“Una circolare della Ragioneria dello Stato della Città del Vaticano informa che dal primo gennaio del 2013 sono sospesi i pagamenti mediante pos in Vaticano, fatta eccezione per le carte bancomat emesse dallo Ior” . Insomma, niente più utilizzo di carte di credito e bancomat una volta varcati i confini vaticani, solo contante. La notizia, diffusa ieri dai sacri palazzi, riapre, con l’inizio dell’anno, la querelle finanziaria intorno al Vaticano. Anche perché dietro la ragioneria c’è il governatorato, quindi il motore amministrativo del piccolo Stato nel cuore di Roma. Va ricordato, fra l’altro, che Oltretevere hanno iniziato un complesso processo di adeguamento alle normative antiriciclaggio e di trasparenza internazionale in campo economico e tuttavia il cammino non è stato ancora completato.
D’altro canto Banca d’Italia ha deciso di non fare troppi sconti su questo fronte allo Ior. Il nuovo punto di frizione, infatti, sembra essere nato intorno all’apertura da parte di Deutsche Bank-Italia di un punto pos in Vaticano senza che fosse stata dato l’ok da via Nazionale. Ma la questione ha risvolti più ampi.
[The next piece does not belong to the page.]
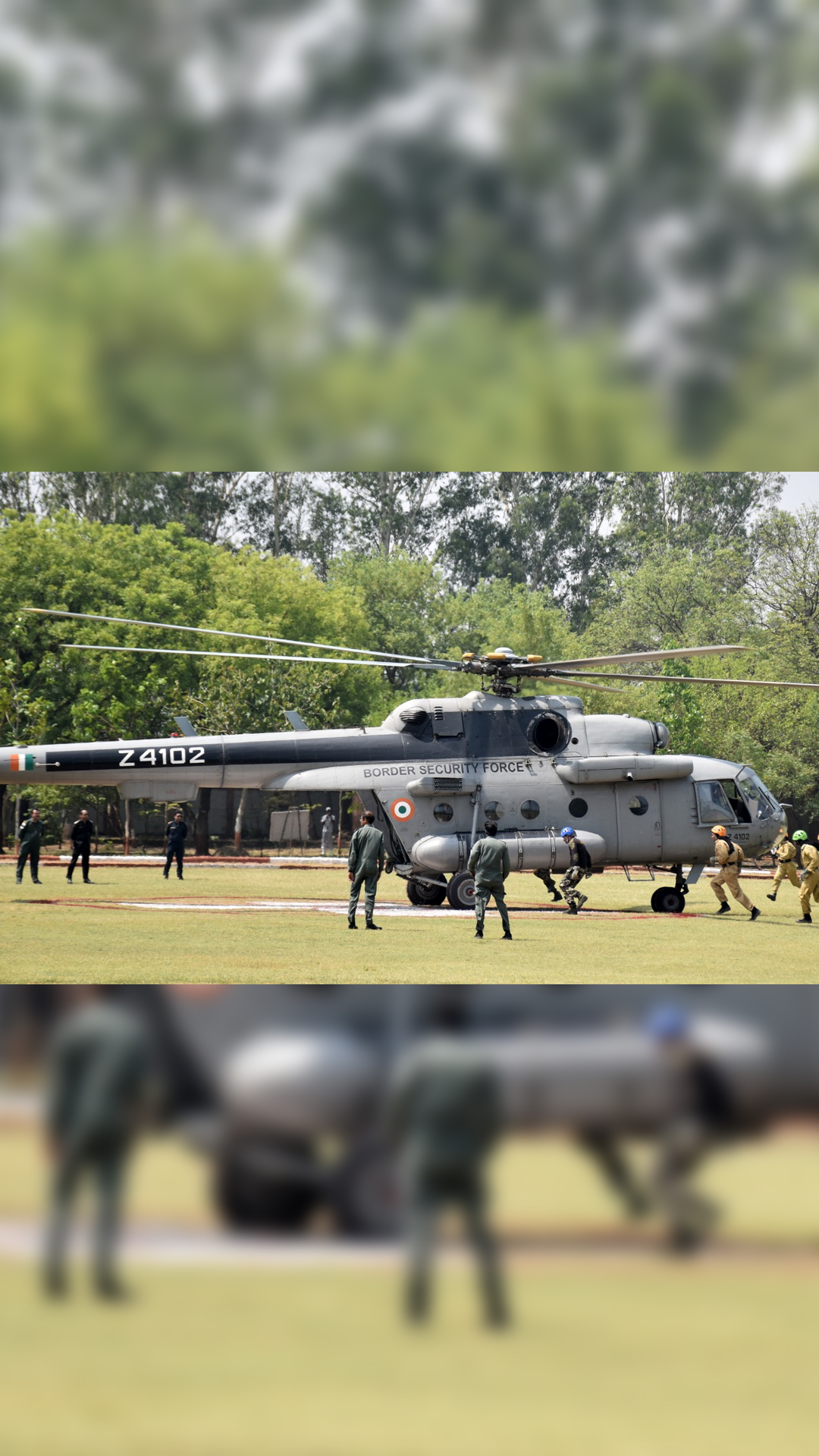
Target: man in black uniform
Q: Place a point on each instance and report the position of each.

Il Vaticano infatti si è dotato sul suo piccolo ma strategico territorio, di una serie di attività commerciali come la farmacia – assai nota fuori le mura, in grado di offrire vendite anche per corrispondenza – ci sono poi il benzinaio, una serie di punti vendita per abbigliamento, elettronica, generi alimentari e altri prodotti. Vi si trovano le più note marche di ogni settore, comprese quelle del lusso. A questi servizi possono accedere oltre a diplomatici accreditati Oltretevere, dipendenti e cittadini dello Stato, loro familiari e quanti in generale ricevono una speciale tessera dalle autorità vaticane. Il vantaggio è che i beni in vendita nella Città del Vaticano sono tax free; un piccolo porto franco insomma che formalmente è interdetto agli italiani e ai romani, ma di fatto non sono pochi quelli che ne usufruiscono. Fra l’altro, come pure ha ricostruito l’agenzia Associated Press, una grande area commerciale di questo tipo è situata nella vecchia e rimodernata stazione San Pietro che si trova appunto in zona extraterritoriale; non va poi dimenticato il grande supermercato.
Si tratta di ‘voci’ del capitolo ‘entrate’ particolarmente significative nel momento in cui anche la Santa Sede, attraverso il cardinale Giuseppe Versaldi, alla guida della Prefettura per gli affari economici, ha annunciato “tagli e riduzione dei costi” nei sacri palazzi. Ma se i bilanci della Santa Sede sono in un rosso sempre più preoccupante, il problema, allo stesso tempo, è l’adeguamento finanziario sul piano internazionale. Di recente il governo italiano prima con il ministro per la giustizia Paola Severino e poi con il sottosegretario all’economia Vieri Ceriani, ha ribadito un paio di concetti importanti: in caso di mancato adeguamento del Vaticano “agli standards internazionali”, la Banca d’Italia ha chiesto agli istituti italiani di trattare lo Ior come una banca extracomunitaria, il che comporta un regime rigido e supplementare di controlli su clienti e movimentazione; in secondo luogo veniva ribadito che non è stata data alcuna autorizzazione allo Ior ad operare in territorio italiano e che qualsiasi operazione finanziaria svolta con la banca vaticana ha bisogno di un’autorizzazione della Banca d’Italia.
Questo il quadro e da qui pure i problemi. L’esistenza di un sorta di mega duty free nel cuore di Roma crea problemi d’immagine e di concorrenza e non aiuta il Vaticano sulla strada della trasparenza, d’altro canto i rapporti finanziari fra le due sponde del Tevere restano assai tesi.